Dec 10, 2019
We recently sat down with Dayna Georges for a conversation about her journey through the Gabriel Dumont Institute (GDI) Indigenous Apprenticeship Program to attain the highest certification in her chosen skilled trade.
Dayna is a Métis woman and mother. She recently attained her Interprovincial Journeyperson-certification as a Heavy Duty Equipment Technician (Class of 2019), and currently works with the Saskatchewan Ministry of Highways and Infrastructure as a mechanic. The Saskatchewan Apprenticeship and Trade Certification Commission describes Heavy Duty Equipment Technician program as a ‘male-dominated trade.’
Dayna noted that she has always enjoyed making things with her hands. After completing high school, she decided to visit Gabriel Dumont Institute to learn about opportunities that are available. “Well, I am Métis, and the GDI Indigenous Apprenticeship Program offers funding and support to Métis people. So, it was a good choice.”
She started the apprenticeship program in January 2011 and soon completed Heavy Duty Equipment Technician Level 1. Dayna then took time away from the apprenticeship program and got a job.
She returned to continue her training and successfully wrote her journeyperson exams in August 2019.
About Gabriel Dumont Institute and the Kaylie Bell, the employment counsellor who worked closely with her, Dayna says, “They stood by me from the moment I began this journey. Even after stepping away from my career goal for a little while, it was not hard to go back to where I left off.” She continued, “GDI did not give up on me. Rather, they stood by me until I achieved my goal of becoming a journeyperson.”
When asked if there was any specific experience with GDI that she would like to talk about, Dayna said: “All of my experiences with GDI are positive! From funding, down to receiving help to get to school and preparing for exams. And having such an amazing counsellor, Kaylie Bell, who helped me with everything I needed, and kept me on top of all the paper work was fantastic.”
So, what was it like for Dayna to be a woman in male-dominated trade? “It was tough, I am not going to lie,” she said. Adding, “But there were also positives as well. In my own experience, I had to prove myself a lot. There were always those who doubted my ability and drive. However, as each year passed, I think I did okay, that is why they kept me around.”
When asked about her current employment, Dayna said, “I love working at the Saskatchewan Ministry of Highways and Infrastructure in Meadow Lake. I get to work on a variety of equipment alongside amazing coworkers who have become important part of my life.”
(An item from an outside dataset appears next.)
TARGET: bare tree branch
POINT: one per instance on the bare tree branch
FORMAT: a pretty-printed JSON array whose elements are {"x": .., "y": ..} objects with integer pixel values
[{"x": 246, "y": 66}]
Dayna offered a few words to those, especially Indigenous women, who are considering careers in the skilled trades: “Keep your head up. There will always be good and bad in every situation.” She continued, “Keep reading your schoolwork even when you don’t have to;” and “Always, always ask questions!” Dayna pointed out that “the best way to learn [is to] get your hands dirty.” Learn by doing.
Now that she has completed her training and started her career with the Ministry of Highways, what are Dayna’s professional goals? Her answer is simple. “To further my knowledge, and hope to train someone as good as the guys who trained me.”
Dayna concluded our conversation by expressing her gratitude to those who supported her along the way. “Thank you so so much to GDI and the Ministry of Highways for sticking by me and pushing me to finally be where I need to be.”
Over the years, Gabriel Dumont Institute’s partnership with the Saskatchewan Ministry of Highways has provided opportunities for several Indigenous people to complete their apprenticeship training at the Ministry’s facilities across the province. Dayna Georges is the latest Métis woman to complete her journeyperson certification via the GDI Indigenous Apprenticeship Program and has been offered employment by the Ministry.